A major theme emerging from this week’s GTC is the staggering – and increasing – breadth of applications that CUDA is enabling.
Tuesday, we highlighted sessions that expanded on CUDA’s use in medical applications; Wednesday, the efficiences developers are gaining through CUDA libraries. Today, we take a look at some of the sessions covering CUDA in high performance and large scale computing:
- High-Performance C to CUDA Mapping – Benoit Meister, of Reservoir Labs, reviewed an automatic C-to-CUDA mapper prototype, which optimizes execution and data movement for a broad class of loop codes. With his powerful mapper, he discussed how using C as an input language can offer higher performance and performance portability.

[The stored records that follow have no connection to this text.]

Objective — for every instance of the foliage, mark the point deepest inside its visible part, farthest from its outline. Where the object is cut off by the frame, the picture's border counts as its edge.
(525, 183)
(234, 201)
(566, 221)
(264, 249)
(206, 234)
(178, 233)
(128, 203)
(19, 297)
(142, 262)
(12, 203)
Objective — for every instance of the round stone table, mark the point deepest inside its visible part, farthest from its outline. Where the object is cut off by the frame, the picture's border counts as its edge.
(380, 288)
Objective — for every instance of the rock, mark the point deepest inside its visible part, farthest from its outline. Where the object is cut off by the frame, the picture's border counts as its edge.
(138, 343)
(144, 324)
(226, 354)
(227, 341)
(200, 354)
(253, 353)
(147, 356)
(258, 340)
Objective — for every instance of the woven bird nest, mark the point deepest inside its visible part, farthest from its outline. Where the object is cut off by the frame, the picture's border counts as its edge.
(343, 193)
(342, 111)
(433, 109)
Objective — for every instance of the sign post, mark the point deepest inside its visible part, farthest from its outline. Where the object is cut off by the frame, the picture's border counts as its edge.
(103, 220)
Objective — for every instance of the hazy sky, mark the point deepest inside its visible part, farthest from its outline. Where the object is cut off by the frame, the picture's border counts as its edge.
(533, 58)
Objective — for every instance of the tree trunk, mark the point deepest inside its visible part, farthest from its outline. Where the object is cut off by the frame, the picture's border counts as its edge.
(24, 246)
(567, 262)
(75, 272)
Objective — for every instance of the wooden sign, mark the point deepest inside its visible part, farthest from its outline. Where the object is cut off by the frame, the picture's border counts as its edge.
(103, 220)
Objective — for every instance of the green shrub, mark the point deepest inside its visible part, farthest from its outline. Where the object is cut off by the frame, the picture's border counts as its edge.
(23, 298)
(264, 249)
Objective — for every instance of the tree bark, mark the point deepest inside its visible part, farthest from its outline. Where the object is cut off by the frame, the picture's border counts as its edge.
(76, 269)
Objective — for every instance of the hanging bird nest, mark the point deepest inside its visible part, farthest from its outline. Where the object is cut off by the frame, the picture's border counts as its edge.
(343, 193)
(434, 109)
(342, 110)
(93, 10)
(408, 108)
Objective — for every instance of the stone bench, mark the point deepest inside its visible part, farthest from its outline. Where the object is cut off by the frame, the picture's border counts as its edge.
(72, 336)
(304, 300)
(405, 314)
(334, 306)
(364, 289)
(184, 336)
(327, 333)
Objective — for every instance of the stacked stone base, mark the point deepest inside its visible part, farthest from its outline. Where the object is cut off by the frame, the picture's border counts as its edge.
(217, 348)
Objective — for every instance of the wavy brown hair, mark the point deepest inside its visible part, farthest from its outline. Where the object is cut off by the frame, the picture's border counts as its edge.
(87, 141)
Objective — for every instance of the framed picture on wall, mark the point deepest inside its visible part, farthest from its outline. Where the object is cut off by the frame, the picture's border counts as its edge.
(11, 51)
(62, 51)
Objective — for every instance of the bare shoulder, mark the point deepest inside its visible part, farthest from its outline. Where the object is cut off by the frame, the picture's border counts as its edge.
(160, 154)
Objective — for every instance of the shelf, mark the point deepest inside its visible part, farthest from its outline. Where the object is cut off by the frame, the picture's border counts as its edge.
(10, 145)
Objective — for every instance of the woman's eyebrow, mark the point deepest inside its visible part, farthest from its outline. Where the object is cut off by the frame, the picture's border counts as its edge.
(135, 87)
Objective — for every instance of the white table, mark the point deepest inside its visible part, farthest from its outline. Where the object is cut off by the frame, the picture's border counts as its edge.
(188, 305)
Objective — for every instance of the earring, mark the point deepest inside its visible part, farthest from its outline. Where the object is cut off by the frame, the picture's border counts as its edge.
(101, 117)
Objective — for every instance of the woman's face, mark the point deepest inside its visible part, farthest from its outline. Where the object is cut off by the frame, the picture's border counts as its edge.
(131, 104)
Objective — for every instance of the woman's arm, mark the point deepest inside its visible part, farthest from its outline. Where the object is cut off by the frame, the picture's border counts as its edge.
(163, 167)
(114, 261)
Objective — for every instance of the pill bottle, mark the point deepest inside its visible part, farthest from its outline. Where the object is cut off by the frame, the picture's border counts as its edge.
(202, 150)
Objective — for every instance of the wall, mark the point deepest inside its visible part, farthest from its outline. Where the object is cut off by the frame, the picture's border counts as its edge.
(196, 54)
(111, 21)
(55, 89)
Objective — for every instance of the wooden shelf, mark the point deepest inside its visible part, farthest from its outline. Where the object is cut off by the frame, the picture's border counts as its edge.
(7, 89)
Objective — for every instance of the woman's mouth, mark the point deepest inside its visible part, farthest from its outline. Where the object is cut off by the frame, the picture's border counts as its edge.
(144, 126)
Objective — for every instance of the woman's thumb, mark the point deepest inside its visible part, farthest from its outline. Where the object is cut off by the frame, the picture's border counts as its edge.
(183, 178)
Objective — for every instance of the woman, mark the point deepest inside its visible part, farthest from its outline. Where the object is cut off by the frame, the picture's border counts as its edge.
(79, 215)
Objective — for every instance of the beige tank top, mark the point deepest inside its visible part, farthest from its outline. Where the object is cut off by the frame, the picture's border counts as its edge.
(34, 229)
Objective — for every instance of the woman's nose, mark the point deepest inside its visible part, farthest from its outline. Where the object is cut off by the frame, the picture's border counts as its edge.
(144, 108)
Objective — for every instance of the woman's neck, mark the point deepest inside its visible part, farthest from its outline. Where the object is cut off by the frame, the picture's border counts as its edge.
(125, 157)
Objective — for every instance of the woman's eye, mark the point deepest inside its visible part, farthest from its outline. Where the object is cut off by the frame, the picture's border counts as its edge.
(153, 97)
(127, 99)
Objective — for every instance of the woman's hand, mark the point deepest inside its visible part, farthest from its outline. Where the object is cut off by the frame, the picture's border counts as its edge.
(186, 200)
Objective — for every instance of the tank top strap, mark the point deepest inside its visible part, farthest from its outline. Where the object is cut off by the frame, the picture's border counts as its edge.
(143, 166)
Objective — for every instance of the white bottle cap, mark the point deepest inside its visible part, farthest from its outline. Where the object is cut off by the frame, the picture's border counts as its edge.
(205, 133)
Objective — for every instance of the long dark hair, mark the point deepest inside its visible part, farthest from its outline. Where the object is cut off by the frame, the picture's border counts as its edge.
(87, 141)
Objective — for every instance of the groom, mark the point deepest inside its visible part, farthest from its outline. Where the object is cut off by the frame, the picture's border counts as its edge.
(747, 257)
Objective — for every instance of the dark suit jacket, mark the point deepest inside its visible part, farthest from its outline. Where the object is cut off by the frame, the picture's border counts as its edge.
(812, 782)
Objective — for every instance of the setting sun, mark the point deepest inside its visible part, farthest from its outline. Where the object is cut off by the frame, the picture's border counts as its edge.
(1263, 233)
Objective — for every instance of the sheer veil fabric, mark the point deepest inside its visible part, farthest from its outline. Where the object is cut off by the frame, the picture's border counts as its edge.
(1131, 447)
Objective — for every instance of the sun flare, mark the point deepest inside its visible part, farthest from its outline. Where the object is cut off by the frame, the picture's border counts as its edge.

- Accelerating Explicit FEM Shock & Blast Simulations – Explicit finite element codes are widely used to simulate the response of structures and mechanical equipment subjected to shock, blast and wave propagation phenomena. In his session, Nachiket Gokhale, of Weidlinger Associates, revealed how CUDA enabled an order-of-magnitude increase in the speed of these simulations using his firm’s commercial finite element code, NLFLEX.
- Enabling Large-Scale CCTV Face Recognition – Presenters Abbas Bigdeli and Ben Lever, of NICTA, instructed attendees on how CUDA and GPGPU can be used to perform large-scale facial search for both forensics and for CCTV face recognition.